T. S. : Lorsque j’ai débuté dans le métier, je tournais en 8mm avec une caméra que mon père s’était achetée pour filmer des souvenirs de famille. Ma seule école de cinéma, ça a été les salles obscures. J’ai vu des dizaines de films pendant mon adolescence, dans des cinémas d’art et essai. Je suis resté marqué par Soleil vert de Richard Fleischer (1973), notamment, mais aussi par l’œuvre de Kurosawa Akira, Imamura Shôhei, ou Ichikawa Kon. Je n’avais bien entendu aucun budget pour tourner mes premiers films, et j’apprenais sur le tas, motivé par ma seule volonté de faire du cinéma. J’ai ainsi constaté que chaque étape du processus était essentielle pour venir à bout d’un projet. L’écriture du scénario est pour moi la tâche la plus ingrate, mais elle est primordiale, je ne peux pas la déléguer. Le travail de la caméra, le cadrage est un plaisir pour tout passionné de cinéma et c’est fascinant de regarder le monde à travers l’objectif de la caméra.

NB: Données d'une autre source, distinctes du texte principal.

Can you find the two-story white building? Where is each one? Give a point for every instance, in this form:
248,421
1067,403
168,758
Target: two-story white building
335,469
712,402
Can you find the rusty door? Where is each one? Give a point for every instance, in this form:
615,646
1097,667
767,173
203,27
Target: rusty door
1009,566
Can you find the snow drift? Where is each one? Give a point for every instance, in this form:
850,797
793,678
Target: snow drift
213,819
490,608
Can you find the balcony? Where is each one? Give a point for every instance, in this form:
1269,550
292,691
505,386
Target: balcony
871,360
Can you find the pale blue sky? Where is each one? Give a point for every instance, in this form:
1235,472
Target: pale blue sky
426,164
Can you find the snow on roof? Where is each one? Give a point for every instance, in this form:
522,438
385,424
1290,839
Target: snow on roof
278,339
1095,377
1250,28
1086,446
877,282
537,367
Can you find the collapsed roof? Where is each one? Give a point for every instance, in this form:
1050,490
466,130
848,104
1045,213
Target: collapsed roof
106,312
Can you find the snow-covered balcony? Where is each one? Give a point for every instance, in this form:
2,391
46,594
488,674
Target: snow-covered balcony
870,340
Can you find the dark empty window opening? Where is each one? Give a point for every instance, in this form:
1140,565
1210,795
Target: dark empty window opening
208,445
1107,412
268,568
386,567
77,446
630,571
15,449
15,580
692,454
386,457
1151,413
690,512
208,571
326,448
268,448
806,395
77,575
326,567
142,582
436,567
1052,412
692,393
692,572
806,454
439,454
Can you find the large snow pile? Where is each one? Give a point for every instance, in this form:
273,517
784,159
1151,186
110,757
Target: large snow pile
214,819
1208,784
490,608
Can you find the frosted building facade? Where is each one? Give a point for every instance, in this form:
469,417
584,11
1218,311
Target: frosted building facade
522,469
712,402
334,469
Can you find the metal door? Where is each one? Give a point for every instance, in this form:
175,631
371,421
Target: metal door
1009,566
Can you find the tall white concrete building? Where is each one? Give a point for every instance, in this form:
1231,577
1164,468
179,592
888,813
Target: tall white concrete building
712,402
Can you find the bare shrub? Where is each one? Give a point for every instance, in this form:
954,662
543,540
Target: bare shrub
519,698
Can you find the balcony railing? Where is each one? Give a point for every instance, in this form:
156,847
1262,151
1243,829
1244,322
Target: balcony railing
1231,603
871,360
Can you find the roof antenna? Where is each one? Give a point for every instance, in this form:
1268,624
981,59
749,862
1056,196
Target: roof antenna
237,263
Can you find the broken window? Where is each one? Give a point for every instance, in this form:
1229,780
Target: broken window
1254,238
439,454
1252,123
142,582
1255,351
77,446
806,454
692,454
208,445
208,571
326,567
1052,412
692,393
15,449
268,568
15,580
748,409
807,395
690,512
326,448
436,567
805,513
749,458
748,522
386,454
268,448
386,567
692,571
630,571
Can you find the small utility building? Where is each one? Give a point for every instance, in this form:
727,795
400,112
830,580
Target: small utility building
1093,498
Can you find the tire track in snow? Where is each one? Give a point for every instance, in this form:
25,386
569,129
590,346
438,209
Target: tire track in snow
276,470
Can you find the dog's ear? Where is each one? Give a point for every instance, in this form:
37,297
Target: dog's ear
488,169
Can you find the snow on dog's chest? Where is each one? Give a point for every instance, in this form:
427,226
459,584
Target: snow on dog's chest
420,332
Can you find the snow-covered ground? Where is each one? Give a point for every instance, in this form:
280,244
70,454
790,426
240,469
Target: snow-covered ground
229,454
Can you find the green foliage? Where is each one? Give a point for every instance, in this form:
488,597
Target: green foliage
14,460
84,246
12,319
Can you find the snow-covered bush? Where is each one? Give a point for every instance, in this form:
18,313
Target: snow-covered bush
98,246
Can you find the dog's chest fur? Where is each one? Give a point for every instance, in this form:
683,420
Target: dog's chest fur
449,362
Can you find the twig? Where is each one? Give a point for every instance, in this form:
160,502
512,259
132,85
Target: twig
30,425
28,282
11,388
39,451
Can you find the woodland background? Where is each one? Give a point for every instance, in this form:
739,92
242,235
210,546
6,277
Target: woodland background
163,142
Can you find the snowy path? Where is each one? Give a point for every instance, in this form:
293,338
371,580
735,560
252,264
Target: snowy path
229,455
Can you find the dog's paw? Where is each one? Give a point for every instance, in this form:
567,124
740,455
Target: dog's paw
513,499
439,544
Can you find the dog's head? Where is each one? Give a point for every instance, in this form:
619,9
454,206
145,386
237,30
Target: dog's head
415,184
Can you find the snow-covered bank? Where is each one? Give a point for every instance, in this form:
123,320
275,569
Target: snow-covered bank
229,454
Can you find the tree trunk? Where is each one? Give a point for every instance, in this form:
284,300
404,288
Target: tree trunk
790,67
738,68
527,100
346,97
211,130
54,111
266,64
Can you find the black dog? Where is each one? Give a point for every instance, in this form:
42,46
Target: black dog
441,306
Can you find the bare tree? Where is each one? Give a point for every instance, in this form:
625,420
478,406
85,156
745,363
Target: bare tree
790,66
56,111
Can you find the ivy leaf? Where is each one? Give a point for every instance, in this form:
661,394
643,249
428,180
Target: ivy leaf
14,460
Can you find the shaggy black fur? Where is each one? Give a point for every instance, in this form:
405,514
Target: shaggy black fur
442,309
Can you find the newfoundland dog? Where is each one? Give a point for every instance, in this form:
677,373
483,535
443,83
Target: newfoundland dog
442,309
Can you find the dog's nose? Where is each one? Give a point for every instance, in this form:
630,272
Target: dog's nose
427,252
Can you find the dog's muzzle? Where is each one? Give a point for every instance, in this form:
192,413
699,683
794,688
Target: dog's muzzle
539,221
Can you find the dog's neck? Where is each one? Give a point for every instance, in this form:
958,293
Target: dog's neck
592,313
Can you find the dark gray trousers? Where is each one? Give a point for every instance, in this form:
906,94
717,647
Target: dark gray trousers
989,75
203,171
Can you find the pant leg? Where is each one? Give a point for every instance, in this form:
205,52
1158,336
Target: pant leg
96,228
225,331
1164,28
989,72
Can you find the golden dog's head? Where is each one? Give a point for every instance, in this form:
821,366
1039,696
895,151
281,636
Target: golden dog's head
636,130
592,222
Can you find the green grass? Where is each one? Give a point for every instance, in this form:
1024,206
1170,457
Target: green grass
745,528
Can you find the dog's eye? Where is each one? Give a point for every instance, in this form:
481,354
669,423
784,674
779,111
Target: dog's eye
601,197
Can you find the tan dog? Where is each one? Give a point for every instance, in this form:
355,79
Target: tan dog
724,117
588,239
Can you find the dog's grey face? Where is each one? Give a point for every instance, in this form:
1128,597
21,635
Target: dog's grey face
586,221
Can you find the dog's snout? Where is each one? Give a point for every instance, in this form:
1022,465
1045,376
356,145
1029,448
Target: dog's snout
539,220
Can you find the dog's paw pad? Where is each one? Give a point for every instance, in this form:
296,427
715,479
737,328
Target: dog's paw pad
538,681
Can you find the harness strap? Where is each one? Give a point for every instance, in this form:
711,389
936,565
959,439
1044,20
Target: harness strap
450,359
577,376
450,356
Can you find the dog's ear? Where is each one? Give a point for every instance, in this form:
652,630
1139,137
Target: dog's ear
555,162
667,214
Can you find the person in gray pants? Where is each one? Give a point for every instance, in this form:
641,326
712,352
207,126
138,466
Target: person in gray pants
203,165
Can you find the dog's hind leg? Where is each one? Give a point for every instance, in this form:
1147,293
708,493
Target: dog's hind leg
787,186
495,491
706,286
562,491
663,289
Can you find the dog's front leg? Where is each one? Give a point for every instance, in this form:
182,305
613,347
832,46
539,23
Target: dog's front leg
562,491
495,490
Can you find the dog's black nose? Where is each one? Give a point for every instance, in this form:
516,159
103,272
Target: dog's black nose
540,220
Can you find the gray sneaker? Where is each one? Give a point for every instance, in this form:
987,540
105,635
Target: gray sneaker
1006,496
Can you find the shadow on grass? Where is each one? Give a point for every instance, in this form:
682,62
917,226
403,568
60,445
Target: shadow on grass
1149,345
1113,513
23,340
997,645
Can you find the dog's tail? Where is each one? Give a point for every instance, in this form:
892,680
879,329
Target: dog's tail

J’aime bien le travail d’acteur, même lorsque je ne suis pas le réalisateur du film. Pour Nobi, le rôle principal était dévolu à quelqu’un d’autre, mais pour faire des économies, j’ai endossé le costume du soldat de première classe Tamura. Enfin, je considère qu’un film naît réellement au moment du montage, donc c’est vraiment une étape que je ne peux pas confier à qui que ce soit d’autre. À ma défense, je ne me suis jamais considéré comme un “réalisateur” de films, mais comme un “auteur”, c’est ainsi que je peux mener de front toutes ces fonctions. Au fil de ma carrière, j’ai eu la chance de travailler avec une équipe de techniciens et d’acteurs, la “Tsukamoto Gumi” (la bande à Tsukamoto), mais pour Nobi, je suis retourné à mes origines. Avec ce film, la boucle est bouclée.
Clap de fin.
Etienne Barral
Flashback
Tsukamoto Shinya place Ichikawa Kon parmi les cinéastes qui l’ont le plus marqué. Il se trouve que ce réalisateur a été le premier à adapter, en 1959, le roman d’Ôka Shôhei avec dans le rôle du soldat Tamura l’excellent Funakoshi Eiji. Nobi est sans doute avec Ningen no Jôken (La Condition de l’homme) de Kobayashi Masaki sorti la même année l’un des films les plus engagés contre la guerre jamais réalisés. Ichikawa Kon avait déjà abordé la question dans Biruma no tategoto (La Harpe de Birmanie, 1956). Mais sa vision de la vie militaire était alors beaucoup plus ambiguë que dans Nobi où il souligne avec force la déshumanisation et la dégradation des soldats japonais stationnés sur le territoire philippin dans les derniers mois de la guerre du Pacifique. Le cinéaste était parvenu à amener les spectateurs à se mettre dans la peau de Tamura et à vivre ses angoisses. Un tour de force qui intervenait dans le contexte très particulier de la mobilisation contre le renouvellement du traité de sécurité nippo-américain voulu à l’époque par le Premier ministre Kishi Nobusuke, grand-père d’un certain Abe Shinzô qui dirige aujourd’hui le gouvernement et a fait adopter, malgré une opposition massive des lois sur la défense qui vont permettre notamment aux troupes japonaises de participer à des opérations sur des théâtres extérieurs. Dans ce contexte, on comprend les motivations de Tsukamoto Shinya qui a souhaité traiter à sa manière un thème devenu sans doute abstrait pour la plupart de ses contemporains.